- Born: November 22, 1980 (age 44)
- Origin: Minneapolis, Minnesota, United States
- Genres: Rock music
- Occupation(s): Musician, songwriter, guitarist
- Instrument(s): Vocals, guitar
- Years active: 2006–present
- Labels: Simon Recordings
- Website: sleepstudymusic.com

= Ryan Plewacki =

Ryan Plewacki (born November 22, 1980) is an American musician and guitarist. Plewacki is the leader of Sleep Study and guitarist for The Honeydogs since 2012.

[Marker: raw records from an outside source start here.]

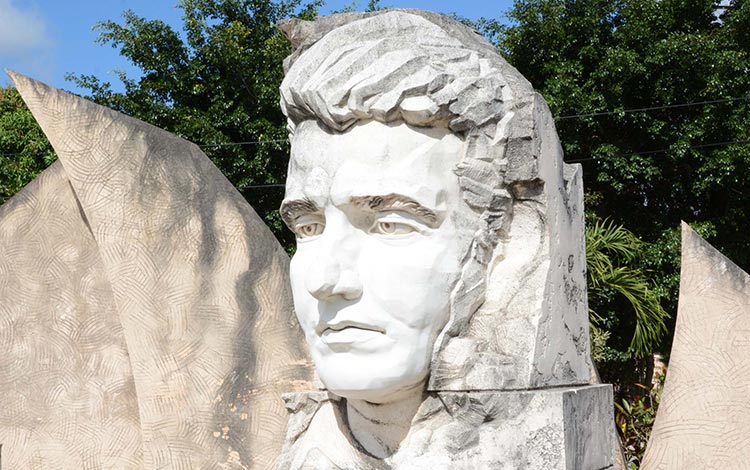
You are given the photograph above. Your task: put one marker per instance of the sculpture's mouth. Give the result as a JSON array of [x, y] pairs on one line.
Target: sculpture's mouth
[[344, 335], [350, 325]]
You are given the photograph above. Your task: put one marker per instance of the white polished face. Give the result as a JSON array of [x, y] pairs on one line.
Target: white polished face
[[379, 251]]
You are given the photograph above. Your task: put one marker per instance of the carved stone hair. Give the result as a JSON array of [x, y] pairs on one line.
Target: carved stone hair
[[425, 70]]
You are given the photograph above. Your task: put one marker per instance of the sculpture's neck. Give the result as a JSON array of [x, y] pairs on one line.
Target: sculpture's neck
[[381, 427]]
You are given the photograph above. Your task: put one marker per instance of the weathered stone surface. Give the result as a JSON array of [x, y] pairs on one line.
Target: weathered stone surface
[[560, 428], [145, 317], [703, 417]]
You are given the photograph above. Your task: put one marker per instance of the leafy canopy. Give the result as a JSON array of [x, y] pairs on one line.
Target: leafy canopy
[[215, 83]]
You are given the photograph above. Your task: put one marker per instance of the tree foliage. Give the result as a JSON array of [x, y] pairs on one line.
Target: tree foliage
[[24, 149], [215, 83], [673, 160], [613, 274]]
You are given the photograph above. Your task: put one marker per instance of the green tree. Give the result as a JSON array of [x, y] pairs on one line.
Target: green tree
[[672, 160], [24, 149], [215, 83], [611, 252]]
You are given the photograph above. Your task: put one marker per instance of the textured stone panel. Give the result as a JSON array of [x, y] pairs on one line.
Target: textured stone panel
[[198, 300], [67, 395], [703, 417]]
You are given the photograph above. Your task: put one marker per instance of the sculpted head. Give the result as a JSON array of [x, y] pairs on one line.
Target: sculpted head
[[400, 191]]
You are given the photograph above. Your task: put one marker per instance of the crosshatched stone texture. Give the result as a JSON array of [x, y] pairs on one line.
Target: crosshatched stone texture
[[703, 417], [145, 314]]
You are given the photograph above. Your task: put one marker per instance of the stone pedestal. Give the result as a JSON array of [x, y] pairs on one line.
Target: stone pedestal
[[565, 428]]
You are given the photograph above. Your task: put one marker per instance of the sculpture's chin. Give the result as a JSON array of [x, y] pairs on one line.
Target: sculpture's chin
[[357, 386]]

In 2011, Plewacki formed the band Sleep Study (who released their debut record Nothing Can Destroy on Simon Recordings in August 2012). Shortly after the release of that record, Plewacki was asked by Adam Levy of The Honeydogs to perform as lead guitarist at the release show for What Comes After, joined them for South by Southwest in 2012 and continues to perform in that role. Plewacki's guitar work is featured on the 2016 release, Love & Cannibalism. Plewacki was also recruited by Darren Jackson of Kid Dakota to perform at the release of Listen to the Crows As They Take Flight and live performances throughout 2012. In 2016, Plewacki joined Mark Mallman for live performances and continues in that position.

Plewacki currently resides in Minneapolis, MN.